I started shallowly thrusting, rubbing up against him. It felt incredible. Absolutely incredible. Pleasure spread through my body in gentle pulses, growing hotter with each thrust.
Jon let his head drop back against the tile, panting, clearly lost in pleasure. I loved seeing him like this. Loved knowing I could make him feel so good his brain switched off. It was empowering.
Tension built in my groin. I knew I was getting closer and closer to climaxing and wanted to make sure he was in the same state.
“You going to come soon, babe?”
He gave a jerky nod. “Soon. I-I need—”
I knew what he needed. I thrust up into him, harder, sparking firmer contact, and that was all Jon needed. He came with a hoarse shout, thighs trembling in my hands.

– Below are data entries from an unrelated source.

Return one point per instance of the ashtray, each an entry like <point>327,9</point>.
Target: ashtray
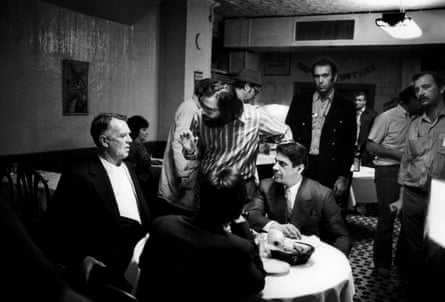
<point>299,254</point>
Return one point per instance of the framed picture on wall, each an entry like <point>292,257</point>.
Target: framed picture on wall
<point>277,64</point>
<point>75,87</point>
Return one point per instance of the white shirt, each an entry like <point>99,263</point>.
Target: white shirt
<point>290,195</point>
<point>123,189</point>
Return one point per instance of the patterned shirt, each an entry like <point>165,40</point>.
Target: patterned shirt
<point>389,130</point>
<point>320,109</point>
<point>236,144</point>
<point>424,156</point>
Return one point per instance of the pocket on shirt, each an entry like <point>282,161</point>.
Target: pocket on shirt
<point>415,146</point>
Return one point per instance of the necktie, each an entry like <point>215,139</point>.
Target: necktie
<point>287,195</point>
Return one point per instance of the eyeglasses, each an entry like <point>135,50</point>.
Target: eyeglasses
<point>257,89</point>
<point>285,141</point>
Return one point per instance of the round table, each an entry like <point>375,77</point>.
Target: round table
<point>327,276</point>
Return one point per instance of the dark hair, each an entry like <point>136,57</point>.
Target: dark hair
<point>222,196</point>
<point>204,85</point>
<point>136,123</point>
<point>230,106</point>
<point>438,79</point>
<point>101,123</point>
<point>359,93</point>
<point>296,153</point>
<point>326,62</point>
<point>407,95</point>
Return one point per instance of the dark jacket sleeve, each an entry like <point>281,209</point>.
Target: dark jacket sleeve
<point>257,210</point>
<point>333,229</point>
<point>346,157</point>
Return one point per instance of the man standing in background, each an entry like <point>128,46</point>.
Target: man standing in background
<point>365,117</point>
<point>325,123</point>
<point>422,160</point>
<point>387,141</point>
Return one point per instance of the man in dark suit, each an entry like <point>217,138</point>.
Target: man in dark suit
<point>98,212</point>
<point>365,117</point>
<point>295,204</point>
<point>324,122</point>
<point>197,259</point>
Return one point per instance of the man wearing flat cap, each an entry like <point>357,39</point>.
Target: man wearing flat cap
<point>247,85</point>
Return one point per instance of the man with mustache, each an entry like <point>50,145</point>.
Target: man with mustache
<point>295,204</point>
<point>422,160</point>
<point>228,132</point>
<point>325,123</point>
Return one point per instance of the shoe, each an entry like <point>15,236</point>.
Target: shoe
<point>384,272</point>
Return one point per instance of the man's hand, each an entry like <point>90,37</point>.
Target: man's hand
<point>188,141</point>
<point>396,206</point>
<point>87,265</point>
<point>289,230</point>
<point>340,186</point>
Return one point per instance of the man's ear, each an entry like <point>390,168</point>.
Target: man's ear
<point>300,168</point>
<point>103,141</point>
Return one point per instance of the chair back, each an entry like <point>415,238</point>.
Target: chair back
<point>33,193</point>
<point>7,191</point>
<point>108,293</point>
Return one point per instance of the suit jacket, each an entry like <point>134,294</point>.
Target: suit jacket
<point>337,139</point>
<point>186,261</point>
<point>366,120</point>
<point>315,211</point>
<point>84,218</point>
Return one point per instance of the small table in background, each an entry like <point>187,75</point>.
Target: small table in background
<point>327,277</point>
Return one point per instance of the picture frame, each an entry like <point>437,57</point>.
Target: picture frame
<point>277,64</point>
<point>75,87</point>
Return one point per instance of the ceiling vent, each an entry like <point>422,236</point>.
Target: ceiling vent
<point>324,30</point>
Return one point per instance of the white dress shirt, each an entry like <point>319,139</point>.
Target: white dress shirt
<point>123,189</point>
<point>290,194</point>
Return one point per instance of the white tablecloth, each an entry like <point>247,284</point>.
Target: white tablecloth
<point>327,277</point>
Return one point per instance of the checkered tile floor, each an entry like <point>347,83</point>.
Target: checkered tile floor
<point>368,284</point>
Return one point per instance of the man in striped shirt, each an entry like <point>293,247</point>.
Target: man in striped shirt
<point>226,134</point>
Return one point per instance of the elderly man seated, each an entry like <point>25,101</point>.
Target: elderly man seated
<point>295,204</point>
<point>197,259</point>
<point>98,213</point>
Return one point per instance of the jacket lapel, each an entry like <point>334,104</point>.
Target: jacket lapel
<point>102,185</point>
<point>332,112</point>
<point>142,203</point>
<point>303,205</point>
<point>278,203</point>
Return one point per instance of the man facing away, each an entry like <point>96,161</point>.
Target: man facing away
<point>386,141</point>
<point>423,159</point>
<point>178,176</point>
<point>98,213</point>
<point>247,85</point>
<point>365,117</point>
<point>228,133</point>
<point>325,123</point>
<point>197,259</point>
<point>295,204</point>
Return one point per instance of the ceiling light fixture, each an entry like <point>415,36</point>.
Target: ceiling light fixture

My thrusts became jerky—unable to stabilize myself under my frantic need for a climax—and I groaned against his shoulder as I came all over his stomach.
A warm lassitude swept through me, and I gently set him on his feet but kept him close. Frankly, I wasn’t sure who was supporting who, with both of us leaning against each other. It was a touch too hot, between our overheated bodies and the hot water, but I was loath to move and break the moment.
Against my neck he murmured, “You feel better.”
Of course he could tell. I responded anyway. “I do. Not as overwhelmed. You can always use sex to calm me down, by the way. A-plus method.”
Jon snickered, snugging me in a little closer via his arm around my waist. “Noted. Honey, you don’t have to contact them if you don’t want to. You know that, right?”
“I do, but I want to see them. The memory of everything that happened just came rushing back, is all. It was a bit much all at once.”
“Ahh. That’s understandable. Why don’t you sleep on it tonight? Contact them when you feel ready to.”
It was a good suggestion. “I think I will. I’m so happy their lives are improving, too. It makes it worth it, y’know? Everything I went through was worth it.”
“I think they want the same for you. The reassurance that your life improved afterward, and you’re not in a dark space.”
Now there was food for thought. Trust Jon to give me a different perspective. Then again, with the way he constantly studied humanity, it was no surprise he understood the psychology of humans.
My fiancé made a dissatisfied noise. “Water’s getting colder.”
It was now lukewarm at best, which was our warning. “Let’s wash up a little, get out. Pizzas await us.”
“That they do.”
I reached for the bodywash, but even though I didn’t say anything, I knew whatever I decided, Jon would support me one hundred percent.
And that made all the difference in the world.